- Directed by: Veerendra Babu
- Written by: Veerendra Babu K M Indra
- Produced by: Veerendra Babu
- Starring: Veerendra Babu Tamanna Pasha
- Cinematography: S. R. Sudhakar Cinetech Suri
- Music by: Abhimanyu Roy
- Production company: Swayam Krushi
- Release date: 1 September 2011;
- Running time: 135 minutes
- Country: India
- Language: Kannada

= Swayam Krushi (2011 film) =

2011 film by Veerendra Babu

Swayam Krushi is a 2011 Indian Kannada-language romantic drama film directed by debutante, Veerendra Babu, who also produced, wrote the screenplay, and acted in the film alongside newcomer Tamanna Pasha.

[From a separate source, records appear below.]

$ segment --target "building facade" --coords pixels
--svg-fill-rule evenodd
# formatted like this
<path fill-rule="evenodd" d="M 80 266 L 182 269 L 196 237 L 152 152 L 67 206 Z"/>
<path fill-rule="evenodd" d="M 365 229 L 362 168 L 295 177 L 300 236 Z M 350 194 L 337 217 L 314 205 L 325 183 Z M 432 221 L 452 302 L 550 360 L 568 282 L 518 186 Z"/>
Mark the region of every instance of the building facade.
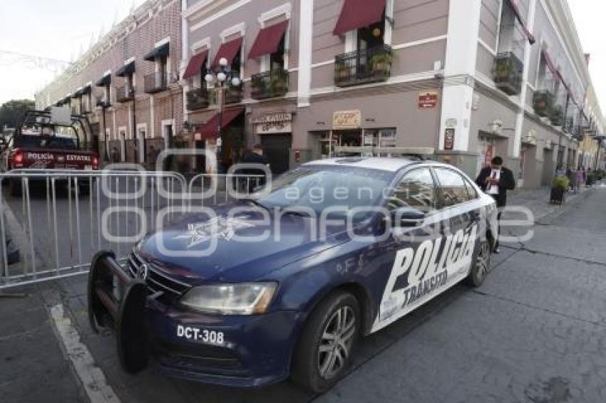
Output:
<path fill-rule="evenodd" d="M 145 2 L 37 93 L 36 106 L 86 115 L 105 159 L 153 166 L 183 127 L 181 8 Z"/>
<path fill-rule="evenodd" d="M 238 147 L 262 144 L 274 171 L 396 147 L 472 175 L 499 155 L 533 187 L 598 158 L 604 117 L 565 1 L 183 5 L 185 95 L 212 93 L 204 76 L 237 48 L 230 67 L 244 84 L 227 90 L 237 96 L 223 109 L 237 117 L 225 129 L 233 125 Z M 220 108 L 187 101 L 184 119 L 214 150 Z"/>
<path fill-rule="evenodd" d="M 473 176 L 500 155 L 527 187 L 603 164 L 605 118 L 565 1 L 150 0 L 82 62 L 38 105 L 109 93 L 93 119 L 106 111 L 124 160 L 170 142 L 220 151 L 227 167 L 260 143 L 278 174 L 415 153 Z"/>

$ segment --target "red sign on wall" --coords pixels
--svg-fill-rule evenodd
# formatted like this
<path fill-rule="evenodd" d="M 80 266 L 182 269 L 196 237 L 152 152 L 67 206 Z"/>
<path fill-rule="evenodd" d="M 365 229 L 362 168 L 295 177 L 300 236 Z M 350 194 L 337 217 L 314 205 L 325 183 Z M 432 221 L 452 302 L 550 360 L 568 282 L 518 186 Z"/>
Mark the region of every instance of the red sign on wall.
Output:
<path fill-rule="evenodd" d="M 424 91 L 418 93 L 418 108 L 421 109 L 436 108 L 437 105 L 437 91 Z"/>
<path fill-rule="evenodd" d="M 489 167 L 493 157 L 495 155 L 495 146 L 491 144 L 486 145 L 486 151 L 484 152 L 484 166 Z"/>

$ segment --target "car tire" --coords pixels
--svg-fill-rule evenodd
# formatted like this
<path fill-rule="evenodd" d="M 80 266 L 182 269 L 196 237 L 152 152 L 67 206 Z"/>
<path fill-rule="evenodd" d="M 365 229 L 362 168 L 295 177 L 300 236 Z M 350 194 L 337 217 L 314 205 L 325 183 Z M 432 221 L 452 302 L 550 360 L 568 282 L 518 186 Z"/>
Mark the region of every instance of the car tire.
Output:
<path fill-rule="evenodd" d="M 491 257 L 492 256 L 492 243 L 485 238 L 481 240 L 476 252 L 476 257 L 469 271 L 469 276 L 466 278 L 466 283 L 471 287 L 481 286 L 491 272 Z"/>
<path fill-rule="evenodd" d="M 292 364 L 292 380 L 319 393 L 345 374 L 361 325 L 358 300 L 349 293 L 331 294 L 314 310 L 301 333 Z"/>

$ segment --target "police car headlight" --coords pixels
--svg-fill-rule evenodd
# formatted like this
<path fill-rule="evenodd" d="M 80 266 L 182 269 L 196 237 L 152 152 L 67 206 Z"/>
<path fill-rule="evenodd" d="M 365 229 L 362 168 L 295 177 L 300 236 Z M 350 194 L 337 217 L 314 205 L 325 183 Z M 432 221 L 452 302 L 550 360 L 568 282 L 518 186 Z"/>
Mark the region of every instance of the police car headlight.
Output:
<path fill-rule="evenodd" d="M 275 283 L 243 283 L 195 287 L 181 305 L 207 313 L 255 315 L 267 309 L 277 288 Z"/>

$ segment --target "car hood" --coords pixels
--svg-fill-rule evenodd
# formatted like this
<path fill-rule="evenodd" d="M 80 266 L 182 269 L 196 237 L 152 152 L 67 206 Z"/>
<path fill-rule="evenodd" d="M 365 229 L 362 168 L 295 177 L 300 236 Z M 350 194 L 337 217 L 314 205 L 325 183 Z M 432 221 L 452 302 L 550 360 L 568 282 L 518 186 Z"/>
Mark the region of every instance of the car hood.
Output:
<path fill-rule="evenodd" d="M 240 210 L 229 215 L 234 206 Z M 167 274 L 190 284 L 240 282 L 332 248 L 349 239 L 344 226 L 332 226 L 319 237 L 316 219 L 295 214 L 263 221 L 264 210 L 248 204 L 196 214 L 147 236 L 138 253 Z"/>

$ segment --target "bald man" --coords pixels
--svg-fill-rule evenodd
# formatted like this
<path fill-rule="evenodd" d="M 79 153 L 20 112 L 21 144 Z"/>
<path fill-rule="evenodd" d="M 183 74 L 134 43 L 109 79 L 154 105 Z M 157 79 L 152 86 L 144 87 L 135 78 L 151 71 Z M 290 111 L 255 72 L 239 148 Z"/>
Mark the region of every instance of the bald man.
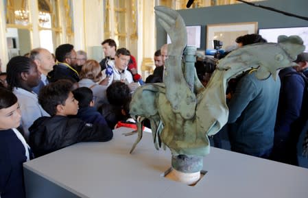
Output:
<path fill-rule="evenodd" d="M 47 75 L 51 71 L 55 64 L 51 53 L 44 48 L 36 48 L 30 52 L 30 58 L 34 61 L 40 72 L 40 82 L 38 85 L 32 88 L 32 90 L 38 94 L 40 88 L 48 84 Z"/>

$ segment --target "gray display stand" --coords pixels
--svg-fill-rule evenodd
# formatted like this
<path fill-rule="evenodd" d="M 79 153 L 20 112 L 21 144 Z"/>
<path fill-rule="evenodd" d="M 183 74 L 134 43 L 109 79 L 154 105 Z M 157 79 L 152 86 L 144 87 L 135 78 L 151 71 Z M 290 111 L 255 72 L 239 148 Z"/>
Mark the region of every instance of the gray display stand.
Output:
<path fill-rule="evenodd" d="M 169 180 L 169 150 L 156 151 L 145 133 L 114 130 L 107 143 L 82 143 L 24 164 L 27 198 L 36 197 L 308 197 L 308 169 L 211 148 L 207 173 L 195 186 Z"/>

The film did not perform well at the box office.

== Reception ==
A critic from The Times of India gave the film a rating of three out of five stars and wrote that "Though N Veerendrababu has selected a drab subject, a number of sequences keep you glued to the movie". In a review by Deccan Herald, the reviewer stated that "Director Veerendra Babu has shown people it is alright to apply the words of Mahatma Gandhi, Swami Vivekananda and others, to achieve success and create a modern Ram Rajya". A critic from Bangalore Mirror wrote that "Swayam Krushi's only credit is that it does not descend into the lowest ebb". A critic from Indo-Asian News Service wrote that "Babu's direction clearly shows his inexperience in filmmaking, but the real dampner is his performance as protagonist".